Sorry, we could not find the combination you entered »
Please enter your email and we will send you an email where you can pick a new password.
Reset password:
 

free

 
By Thomas Baekdal - February 2023

Operational security and the dangers of online sharing for journalists

This is an archived version of a Baekdal Plus newsletter (it's free). It is sent out about once per week and features the latest articles as well as unique insights written specifically for the newsletter. If you want to get the next one, don't hesitate to add your email to the list.

Welcome back to the Baekdal Plus newsletter. Today, I have a story about protecting information, because I came across an example of a journalist who thought they were doing everything right, but accidentally revealed information about their sources. I want to talk about how easy it is to make that mistake by giving you a number of examples.

I'm obviously not going to talk about the specific case I saw, but here are some general tips (I posted about most of these before on social media). Of course, using these examples you can either hide things that, as a journalist, you don't want people to know (like information about your sources), or you can use the same example to reveal information that others didn't want you to see.

So, here we go:


One of the fundamental problems with digital is that there are a lot of things we can extract from the data that aren't immediately obvious.

Always delete unwanted audio

Here is a simple example. An ambulance driver posted a video of him going to a scene, but to protect the victim's privacy, he had lowered the audio of the video. He didn't mute the audio, or better, deleted it. He just made it so low that you couldn't really hear it.

Now, of course, anyone who has ever edited a podcast knows that this doesn't do anything. If the audio is simply lowered, all you need to do is to import the file into your audio editor, and bring it back up again.

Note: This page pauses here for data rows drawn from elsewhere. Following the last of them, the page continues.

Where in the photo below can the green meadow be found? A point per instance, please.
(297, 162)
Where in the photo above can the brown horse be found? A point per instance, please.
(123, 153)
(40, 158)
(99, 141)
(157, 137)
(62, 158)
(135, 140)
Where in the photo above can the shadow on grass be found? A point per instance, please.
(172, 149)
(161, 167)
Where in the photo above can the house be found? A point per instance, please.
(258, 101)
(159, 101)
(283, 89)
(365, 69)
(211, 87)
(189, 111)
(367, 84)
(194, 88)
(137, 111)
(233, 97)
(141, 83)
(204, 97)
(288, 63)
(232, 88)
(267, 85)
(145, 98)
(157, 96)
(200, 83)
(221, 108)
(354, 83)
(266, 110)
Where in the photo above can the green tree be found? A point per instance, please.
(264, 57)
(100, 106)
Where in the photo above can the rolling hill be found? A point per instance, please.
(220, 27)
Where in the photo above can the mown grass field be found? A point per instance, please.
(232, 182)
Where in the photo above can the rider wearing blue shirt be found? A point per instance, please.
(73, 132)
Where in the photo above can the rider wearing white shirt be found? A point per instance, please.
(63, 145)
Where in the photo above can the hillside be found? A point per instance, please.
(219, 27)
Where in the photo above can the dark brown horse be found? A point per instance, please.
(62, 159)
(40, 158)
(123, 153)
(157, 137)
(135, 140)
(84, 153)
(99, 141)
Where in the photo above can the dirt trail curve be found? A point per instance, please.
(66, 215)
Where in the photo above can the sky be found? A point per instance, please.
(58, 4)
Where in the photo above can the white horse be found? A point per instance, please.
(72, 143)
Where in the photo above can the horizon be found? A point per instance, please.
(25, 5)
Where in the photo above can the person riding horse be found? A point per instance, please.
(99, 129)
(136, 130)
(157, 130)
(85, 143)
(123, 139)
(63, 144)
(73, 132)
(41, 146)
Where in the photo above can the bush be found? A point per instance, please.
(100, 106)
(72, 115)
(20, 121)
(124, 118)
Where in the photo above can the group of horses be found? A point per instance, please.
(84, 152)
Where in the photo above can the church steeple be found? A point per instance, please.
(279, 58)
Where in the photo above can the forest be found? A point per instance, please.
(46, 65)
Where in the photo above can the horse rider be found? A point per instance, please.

It takes two seconds to do, and suddenly there is no longer any privacy.

The same is true if you add something on top of the audio. If you are trying to hide a section of an audio track, you might add a beep on top of the file.

Normally, that masks the audio (all you can hear is the beep), but what you may not know is that a beep is usually limited to a specific frequency. So, again, all you need to do is to open your audio editor, identify where that beep is and delete just that part of it, and then level the remaining audio back up. Now, you have the audio in its original form ... without any of the beeps.

Again, this is only possible because, in this case, the beep was added on top of the existing audio (and the audio was lowered to mask it). If they had instead replaced the original with the beep, none of this could be done.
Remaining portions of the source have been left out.